In the first decade of this relatively new century, Detroit's sports scene has set the tone for success, success that couldn't be mentioned in the same sentence with New York City.

In this decade alone, the Red Wings have won two Stanley Cups, including last season's victory over the Pittsburgh Penguins. They seem ready to do it again in 2009, with most of their nucleus back from last year's championship team.

The Pistons won the NBA title in 2004, and made it back to the NBA Finals the following year, where they would lose to the San Antonio Spurs.

They are in the middle of their most successful run in franchise history, a run that includes two Finals appearances, one NBA title, and six Central Division titles in nine years.

The Tigers, five years removed from threatening to challenge the 1962 New York Mets for the most losses in baseball history, have rebounded rather nicely, winning the American League pennant in 2006, staying in contention with the Yankees until the final week of the season in 2007, and signing big names like Dontrelle Willis and Miguel Cabrera to lucrative contracts in 2008.

And the Lions? Well, if you count last year's 7-9 record plus the undefeated run they made in the preseason this year, this decade hasn't been kind. It's been horrific.

But it's been that way for the last 50 years, ever since Bobby Layne bolted for Pittsburgh and William Clay Ford bought the team in 1963.

In the last 45 years of Ford ownership, the Lions have had one win in the playoffs, which came in 1991 when they beat the Dallas Cowboys en route to the NFC Championship Game. There they would be hammered by the Washington Redskins, winners of Super Bowl 26 against the Buffalo Bills.

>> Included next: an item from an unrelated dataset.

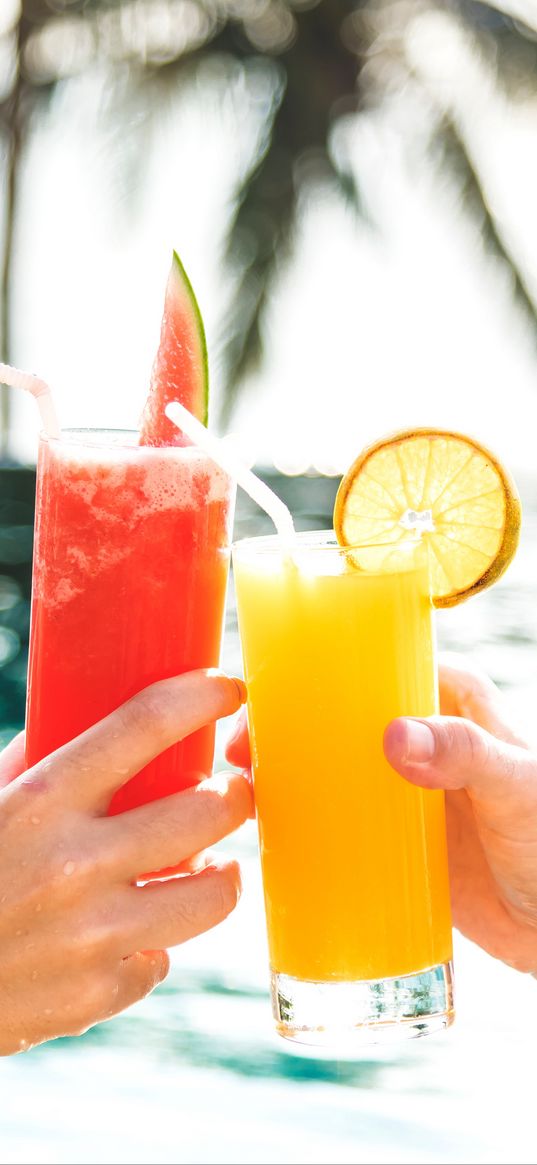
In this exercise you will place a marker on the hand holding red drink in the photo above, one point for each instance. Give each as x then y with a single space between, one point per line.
129 578
80 939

Even the legendary Barry Sanders, who was the only reason why kids like me during the 1990s would watch the Lions play on Sunday afternoons, didn't get a chance to play in a Super Bowl. However, in that decade alone, the Lions had six playoff appearances and were, in most years, contending for the playoffs.

The problem?

Ford and his people couldn't find a system quarterback to bring to Detroit or, even worse, an offensive line that could give Sanders protection when they were going up against the Packers, Bears, or Cowboys.

The list goes on and on for the sins of the Lions in this decade, ranging from cutting Charlie Batch in 2001, to numerous draft busts like Charlie Rogers and Joey Harrington, and to the biggest sin of them all—hiring Matt Millen as team president. This, despite the fact that the guy was best suited for broadcasting rather than dealing with the day-to-day operations of an NFL team.

Apparently, Millen's reign is what leads us to the present. With one more game left in their 2008 season, the Lions are staring down a record no team wants to be known for: 0-16.

After losing against Drew Brees and the New Orleans Saints 42-7 before the second smallest crowd in the history of Ford Field, the ragged men from the Motor City face rival Green Bay next Sunday at Lambeau Field—a place they haven't won since 1991 and their last chance to avoid infamy.

So, as I head to Atlanta on Dec. 28, expect to get a news alert on the Lions being the first 0-16 team in NFL history.

Can't wait to receive my 0-16 shirt in the mail.